Recovery Is Constrained By Covid, Again

20221124

Date: Nov 24, 2022

Growth is weakly recovering, with pressure ahead largely from the Covid prevention and its related lockdowns. Although there was some rumor regarding abandoning the zero-Covid policy, there were also signs that China will commit to this policy in the short term, citing reasons from state media that China’s per capita medical resource is low. We forecast that although there might be some relaxing adjustment, for example that foreign entry has reduced to five-day quarantine from seven days, the zero-Covid policy will not be abandoned soon.

In January-October, industrial output rose 4% y/y, continuing its weak recovery since May. Investment rose 5.8% y/y, down 0.1 pps from first three quarters. China’s PMI, manufactural PMI, and non-manufactural business activity index were 49%, 49.2%, and 48.7%, down 1.9, 0.9, and 1.9 pps from September.
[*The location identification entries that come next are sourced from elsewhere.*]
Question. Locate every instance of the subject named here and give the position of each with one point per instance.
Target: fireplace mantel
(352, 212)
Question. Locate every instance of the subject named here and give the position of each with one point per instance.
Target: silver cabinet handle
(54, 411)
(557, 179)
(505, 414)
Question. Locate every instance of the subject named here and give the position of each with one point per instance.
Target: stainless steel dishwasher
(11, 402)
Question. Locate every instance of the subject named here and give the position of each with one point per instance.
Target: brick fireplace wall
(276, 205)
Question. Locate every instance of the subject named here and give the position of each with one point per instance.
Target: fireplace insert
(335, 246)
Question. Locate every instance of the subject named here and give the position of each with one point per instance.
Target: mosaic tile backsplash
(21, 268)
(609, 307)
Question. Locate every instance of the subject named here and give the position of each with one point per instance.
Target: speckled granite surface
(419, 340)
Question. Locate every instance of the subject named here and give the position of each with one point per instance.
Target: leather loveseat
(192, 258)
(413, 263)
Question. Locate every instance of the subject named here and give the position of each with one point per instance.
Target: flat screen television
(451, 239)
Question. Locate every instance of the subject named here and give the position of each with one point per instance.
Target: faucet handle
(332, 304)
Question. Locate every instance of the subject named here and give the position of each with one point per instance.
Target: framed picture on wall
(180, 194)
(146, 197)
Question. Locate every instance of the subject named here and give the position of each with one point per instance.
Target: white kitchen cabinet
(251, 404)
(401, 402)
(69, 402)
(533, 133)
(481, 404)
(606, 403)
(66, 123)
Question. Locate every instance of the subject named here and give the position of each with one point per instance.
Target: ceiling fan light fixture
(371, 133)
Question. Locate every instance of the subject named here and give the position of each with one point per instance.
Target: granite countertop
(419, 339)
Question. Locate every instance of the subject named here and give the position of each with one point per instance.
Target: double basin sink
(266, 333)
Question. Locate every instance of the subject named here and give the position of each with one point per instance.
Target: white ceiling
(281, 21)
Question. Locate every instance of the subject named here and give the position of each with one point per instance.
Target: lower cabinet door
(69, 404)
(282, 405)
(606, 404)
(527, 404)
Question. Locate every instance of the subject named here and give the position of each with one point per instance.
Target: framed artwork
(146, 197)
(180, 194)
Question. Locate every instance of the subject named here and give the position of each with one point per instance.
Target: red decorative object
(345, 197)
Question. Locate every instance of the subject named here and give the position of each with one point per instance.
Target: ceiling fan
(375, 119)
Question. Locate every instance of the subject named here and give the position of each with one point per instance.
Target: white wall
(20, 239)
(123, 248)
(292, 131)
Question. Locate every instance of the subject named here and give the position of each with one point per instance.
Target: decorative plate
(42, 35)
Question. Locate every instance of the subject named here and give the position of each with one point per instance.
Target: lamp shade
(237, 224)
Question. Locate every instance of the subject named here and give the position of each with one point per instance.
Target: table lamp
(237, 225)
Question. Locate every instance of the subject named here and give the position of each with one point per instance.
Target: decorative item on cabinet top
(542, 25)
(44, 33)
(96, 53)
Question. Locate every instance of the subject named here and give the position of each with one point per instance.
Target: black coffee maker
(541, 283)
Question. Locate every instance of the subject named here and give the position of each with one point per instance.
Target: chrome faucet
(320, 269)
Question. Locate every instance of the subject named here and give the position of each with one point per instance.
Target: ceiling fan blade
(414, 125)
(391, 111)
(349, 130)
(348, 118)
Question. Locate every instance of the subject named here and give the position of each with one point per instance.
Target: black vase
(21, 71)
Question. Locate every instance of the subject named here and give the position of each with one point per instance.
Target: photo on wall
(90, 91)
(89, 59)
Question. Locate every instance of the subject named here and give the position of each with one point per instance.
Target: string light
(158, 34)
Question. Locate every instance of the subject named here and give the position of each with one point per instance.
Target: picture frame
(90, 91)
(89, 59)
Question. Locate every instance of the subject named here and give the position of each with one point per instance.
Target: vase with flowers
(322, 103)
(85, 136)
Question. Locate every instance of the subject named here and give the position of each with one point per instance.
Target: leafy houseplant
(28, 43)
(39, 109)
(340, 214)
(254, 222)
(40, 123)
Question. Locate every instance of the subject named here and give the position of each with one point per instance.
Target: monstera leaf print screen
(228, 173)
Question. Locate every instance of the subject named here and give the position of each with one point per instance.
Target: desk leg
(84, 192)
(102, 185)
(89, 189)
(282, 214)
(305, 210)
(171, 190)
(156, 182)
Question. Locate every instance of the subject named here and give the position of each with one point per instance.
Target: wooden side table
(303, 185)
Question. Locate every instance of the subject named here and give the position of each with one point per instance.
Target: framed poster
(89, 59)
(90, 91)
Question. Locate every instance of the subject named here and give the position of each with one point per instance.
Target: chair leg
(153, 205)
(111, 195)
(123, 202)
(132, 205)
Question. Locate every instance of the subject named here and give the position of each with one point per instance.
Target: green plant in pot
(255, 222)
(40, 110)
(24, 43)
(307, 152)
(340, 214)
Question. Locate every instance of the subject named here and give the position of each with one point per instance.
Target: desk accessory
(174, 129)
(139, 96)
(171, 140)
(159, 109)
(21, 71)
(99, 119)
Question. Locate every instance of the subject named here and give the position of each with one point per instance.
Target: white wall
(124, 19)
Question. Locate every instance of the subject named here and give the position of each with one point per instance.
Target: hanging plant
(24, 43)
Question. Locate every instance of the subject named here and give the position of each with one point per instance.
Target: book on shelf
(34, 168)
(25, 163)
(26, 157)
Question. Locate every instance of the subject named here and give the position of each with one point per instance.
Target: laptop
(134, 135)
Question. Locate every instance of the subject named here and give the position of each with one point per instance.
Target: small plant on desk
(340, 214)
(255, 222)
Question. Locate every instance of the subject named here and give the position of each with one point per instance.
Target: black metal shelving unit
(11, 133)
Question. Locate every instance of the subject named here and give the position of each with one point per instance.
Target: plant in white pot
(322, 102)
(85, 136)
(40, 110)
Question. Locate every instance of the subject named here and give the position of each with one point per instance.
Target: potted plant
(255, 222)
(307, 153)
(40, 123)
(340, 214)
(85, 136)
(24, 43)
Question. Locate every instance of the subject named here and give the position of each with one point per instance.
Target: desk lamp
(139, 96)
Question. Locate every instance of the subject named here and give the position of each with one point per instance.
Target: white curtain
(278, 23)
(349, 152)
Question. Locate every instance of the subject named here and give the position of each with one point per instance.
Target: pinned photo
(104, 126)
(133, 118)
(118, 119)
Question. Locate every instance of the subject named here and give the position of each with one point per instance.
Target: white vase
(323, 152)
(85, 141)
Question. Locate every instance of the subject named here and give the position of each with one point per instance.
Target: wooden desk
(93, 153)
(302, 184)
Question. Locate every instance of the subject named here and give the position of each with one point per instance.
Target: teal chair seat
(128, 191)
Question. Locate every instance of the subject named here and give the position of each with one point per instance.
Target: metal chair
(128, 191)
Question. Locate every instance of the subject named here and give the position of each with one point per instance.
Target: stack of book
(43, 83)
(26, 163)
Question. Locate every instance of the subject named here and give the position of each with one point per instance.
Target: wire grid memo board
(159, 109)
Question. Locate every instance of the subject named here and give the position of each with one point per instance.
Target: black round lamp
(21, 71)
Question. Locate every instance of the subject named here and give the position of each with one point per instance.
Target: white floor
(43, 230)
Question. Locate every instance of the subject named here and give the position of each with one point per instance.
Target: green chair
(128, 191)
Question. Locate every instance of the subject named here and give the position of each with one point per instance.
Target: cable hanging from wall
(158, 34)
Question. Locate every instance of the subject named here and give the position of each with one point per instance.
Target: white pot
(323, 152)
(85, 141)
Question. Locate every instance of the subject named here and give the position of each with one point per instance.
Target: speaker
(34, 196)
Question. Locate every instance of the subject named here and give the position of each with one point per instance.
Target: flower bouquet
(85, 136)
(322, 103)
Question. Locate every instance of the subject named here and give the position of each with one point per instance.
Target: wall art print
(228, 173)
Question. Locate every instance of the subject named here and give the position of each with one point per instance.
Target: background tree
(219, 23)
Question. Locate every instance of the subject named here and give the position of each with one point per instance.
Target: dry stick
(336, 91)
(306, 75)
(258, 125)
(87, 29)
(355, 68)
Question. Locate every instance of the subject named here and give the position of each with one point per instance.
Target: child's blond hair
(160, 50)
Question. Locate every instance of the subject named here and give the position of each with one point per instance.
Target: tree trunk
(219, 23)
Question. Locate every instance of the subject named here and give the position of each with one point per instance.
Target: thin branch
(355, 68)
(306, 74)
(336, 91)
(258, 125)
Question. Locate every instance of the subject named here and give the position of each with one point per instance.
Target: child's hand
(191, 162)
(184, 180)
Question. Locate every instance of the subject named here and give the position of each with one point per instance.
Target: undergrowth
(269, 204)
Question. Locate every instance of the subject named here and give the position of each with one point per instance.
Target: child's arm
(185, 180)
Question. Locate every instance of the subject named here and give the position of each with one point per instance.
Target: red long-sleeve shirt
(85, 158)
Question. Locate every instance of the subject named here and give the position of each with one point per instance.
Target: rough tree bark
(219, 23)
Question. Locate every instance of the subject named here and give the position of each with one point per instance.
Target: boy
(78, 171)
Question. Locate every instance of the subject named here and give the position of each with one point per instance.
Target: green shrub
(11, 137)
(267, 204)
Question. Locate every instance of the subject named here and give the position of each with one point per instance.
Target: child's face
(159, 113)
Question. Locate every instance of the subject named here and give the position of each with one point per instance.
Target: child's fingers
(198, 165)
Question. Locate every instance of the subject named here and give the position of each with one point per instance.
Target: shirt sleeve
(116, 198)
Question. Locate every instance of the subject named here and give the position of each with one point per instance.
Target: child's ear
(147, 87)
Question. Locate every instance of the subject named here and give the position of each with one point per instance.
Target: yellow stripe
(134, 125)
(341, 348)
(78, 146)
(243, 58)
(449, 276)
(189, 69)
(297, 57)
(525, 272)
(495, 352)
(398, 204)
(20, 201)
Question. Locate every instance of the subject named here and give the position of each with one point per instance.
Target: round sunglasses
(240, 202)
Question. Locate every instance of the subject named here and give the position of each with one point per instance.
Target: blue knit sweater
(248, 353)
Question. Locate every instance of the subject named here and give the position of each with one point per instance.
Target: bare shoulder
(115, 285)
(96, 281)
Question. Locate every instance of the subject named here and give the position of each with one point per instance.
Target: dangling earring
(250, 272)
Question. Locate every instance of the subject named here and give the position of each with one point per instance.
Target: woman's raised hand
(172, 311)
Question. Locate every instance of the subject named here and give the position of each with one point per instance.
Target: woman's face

Retail sales of social consumption goods fell -0.5% y/y, down 3 pps from September. Exports in October rose 7% y/y, down 3.7 pps from September. The global weakening demand is the main reason behind slower exports and very likely to persist in the medium term.

Economic slowdown is driving down prices. PPI fell -1.3% y/y, down 2.2 pps from September. CPI rose 2.1% y/y, down 0.7 pps from September. The global interest rate increase to combat inflation has limited Chinese central bank’s ability to cut interest rate to support the economy. Loan demand is weak. M1 rose 5.8% y/y, down 0.6 pps. M2 rose 11.8% y/y, down 0.3 pps.

On November 11th, Beijing unveiled a 16-point plan that significantly eases a crackdown on lending to the real estate sector, leading to property developers’ share instantly increase by 11%. Key measures include allowing banks to extend maturing loans to developers, supporting property sales by reducing previous sale restrictions, boosting other funding channels, and ensuring the delivery of pre-sold homes to buyers. We believe these policies will calm the market and make real estate cooling milder, but unlikely to reverse the downward trend immediately. However, real estate collapse or systemic risk can be avoided.